In Maastricht (Haren in Foto’s komt ook wel eens buiten onze provinciegrenzen, tot in het donkere zuiden) stuitte ik bij een verlopen kraakpand opeens op een kunstwerk – of wat daarvoor door moet gaan.
Overweldigd door zoveel lelijkheid bleef ik geschrokken staan. Het deed me ergens aan deed denken, maar aan wat? Waar had ik dit monstrueuze beeld van aan elkaar gelast oud ijzer in de vorm van een krokodilachtig wezen eerder gezien?
Mijn hersens pijnigend, nam ik ondertussen enkele foto’s van dit déjà vu. De eerste krakers keken reeds bezorgd uit het raam, zich verwonderend waarom een keurige jongeman zolang naar hun verwilderde tuin en de daarin slordig geplaatste hoop oud roest stond te staren. Daar moest iets achter zitten, maar wat?
Opeens wist ik het. Dit stond ook in Haren, bij het Clockhuys. Daar was sinds enige maanden tijdelijk – dat hopen we tenminste – precies zulk werk opgesteld van de hand van beeldend kunstenaar Jaap van Meeuwen, die met zulke artistieke erupties natuurlijk nog geen onbelegde boterham verdient, en die daarom bijklust als docent in datzelfde Clockhuys. In de – verder best aardige – beeldenexpo in de Hortus staan ook enkele objecten van hem. Eerder besteedde ik er – enigszins kritisch – aandacht aan, hetgeen me op enkele collegiale reprimandes van medewerkers van het Harense cultuurpaleis kwam te staan.

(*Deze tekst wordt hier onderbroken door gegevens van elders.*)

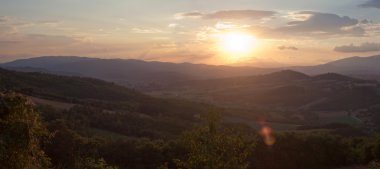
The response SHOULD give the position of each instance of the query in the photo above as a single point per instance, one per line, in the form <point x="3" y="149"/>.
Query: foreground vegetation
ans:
<point x="61" y="141"/>
<point x="110" y="126"/>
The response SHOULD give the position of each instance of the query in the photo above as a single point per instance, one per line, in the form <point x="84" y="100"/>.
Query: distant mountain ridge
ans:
<point x="148" y="74"/>
<point x="130" y="72"/>
<point x="348" y="66"/>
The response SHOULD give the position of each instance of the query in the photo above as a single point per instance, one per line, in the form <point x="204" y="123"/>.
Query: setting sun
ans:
<point x="237" y="43"/>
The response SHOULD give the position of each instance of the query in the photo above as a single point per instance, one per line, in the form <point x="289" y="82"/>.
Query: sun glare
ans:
<point x="237" y="43"/>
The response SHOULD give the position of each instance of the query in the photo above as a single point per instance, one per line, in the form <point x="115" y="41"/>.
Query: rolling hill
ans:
<point x="134" y="73"/>
<point x="358" y="66"/>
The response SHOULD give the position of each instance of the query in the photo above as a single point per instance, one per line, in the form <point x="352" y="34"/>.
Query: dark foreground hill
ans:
<point x="135" y="113"/>
<point x="135" y="73"/>
<point x="286" y="95"/>
<point x="357" y="66"/>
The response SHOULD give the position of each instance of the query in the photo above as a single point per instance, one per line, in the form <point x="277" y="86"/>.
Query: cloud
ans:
<point x="371" y="4"/>
<point x="322" y="24"/>
<point x="364" y="47"/>
<point x="287" y="48"/>
<point x="228" y="14"/>
<point x="147" y="30"/>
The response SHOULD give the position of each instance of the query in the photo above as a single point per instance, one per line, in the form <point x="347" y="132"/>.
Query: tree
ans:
<point x="216" y="147"/>
<point x="20" y="134"/>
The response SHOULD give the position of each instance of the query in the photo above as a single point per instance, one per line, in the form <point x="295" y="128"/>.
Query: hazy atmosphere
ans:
<point x="189" y="84"/>
<point x="296" y="32"/>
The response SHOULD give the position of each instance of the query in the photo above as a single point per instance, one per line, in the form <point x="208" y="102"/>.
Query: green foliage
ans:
<point x="90" y="163"/>
<point x="214" y="147"/>
<point x="20" y="134"/>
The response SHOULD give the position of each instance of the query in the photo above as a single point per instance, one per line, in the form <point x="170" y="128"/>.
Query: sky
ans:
<point x="286" y="32"/>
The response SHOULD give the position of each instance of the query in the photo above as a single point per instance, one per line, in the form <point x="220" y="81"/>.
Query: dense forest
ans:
<point x="109" y="126"/>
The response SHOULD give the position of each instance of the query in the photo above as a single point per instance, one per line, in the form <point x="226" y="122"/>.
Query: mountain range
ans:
<point x="144" y="75"/>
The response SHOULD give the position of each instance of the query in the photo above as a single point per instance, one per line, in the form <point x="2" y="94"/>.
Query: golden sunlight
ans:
<point x="237" y="43"/>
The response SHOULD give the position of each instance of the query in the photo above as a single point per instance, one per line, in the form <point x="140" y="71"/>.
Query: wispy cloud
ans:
<point x="228" y="14"/>
<point x="364" y="47"/>
<point x="287" y="48"/>
<point x="371" y="4"/>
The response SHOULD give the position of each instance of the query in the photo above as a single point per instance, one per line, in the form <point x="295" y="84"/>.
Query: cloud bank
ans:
<point x="228" y="14"/>
<point x="364" y="47"/>
<point x="371" y="4"/>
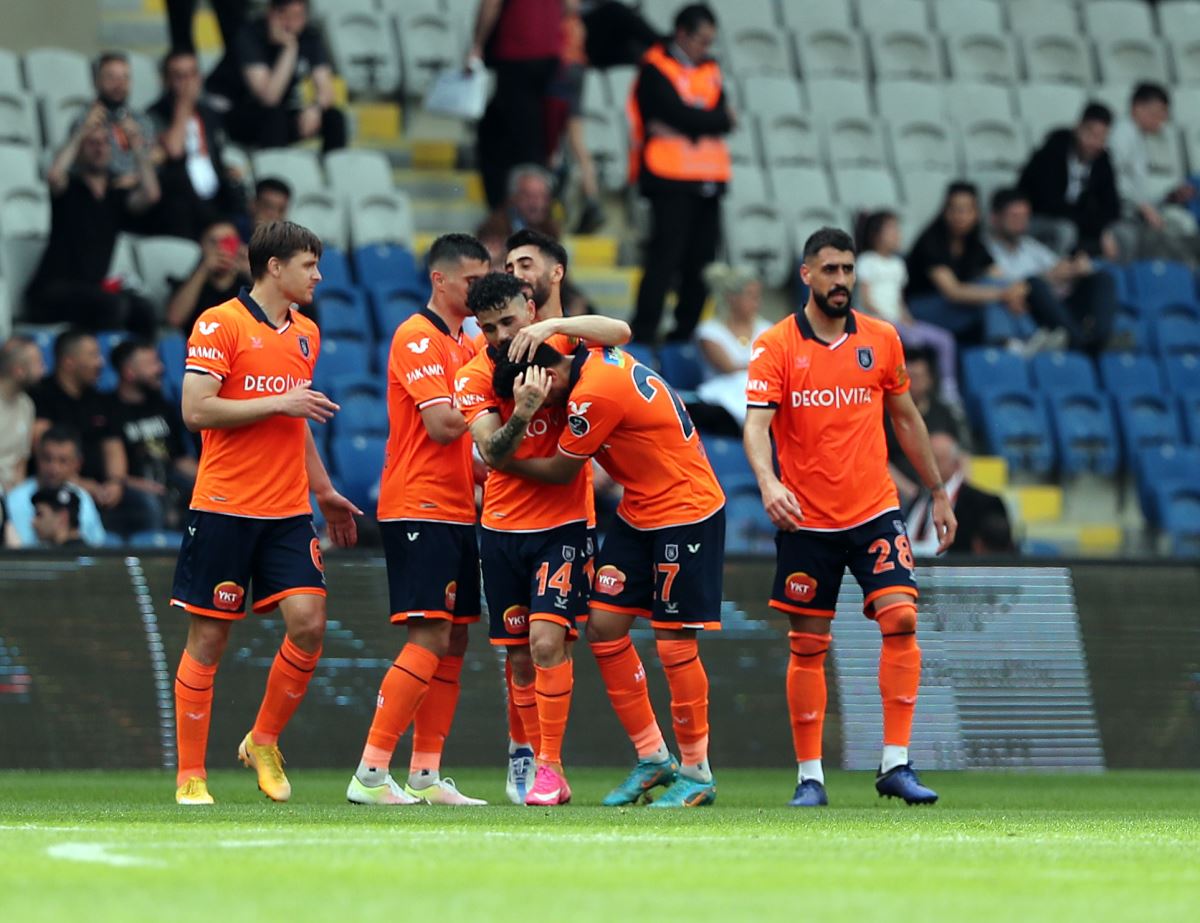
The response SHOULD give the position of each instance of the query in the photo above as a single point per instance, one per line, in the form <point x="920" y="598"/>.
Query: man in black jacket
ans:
<point x="1072" y="186"/>
<point x="677" y="114"/>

Zou Van Meeuwen connecties hebben in de Limburgse krakersscene en zo ook in Maastricht zijn wat dilettantische kunst hebben weten te slijten? ’t Lijkt me niet erg waarschijnlijk. Eerder komt het me voor dat de eerste de beste kraker met artistieke pretenties gelijksoortige beelden maakt als de uit Uithuizermeede afkomstige Clockhuys-docent. En dat geeft precies aan wat mij aan dat werk tegenstaat: het is gemakkelijke, dertien-in-een-dozijn handenarbeid, en met kunst – dat mensen moet verbijsteren, ontroeren, raken – heeft het niets van doen.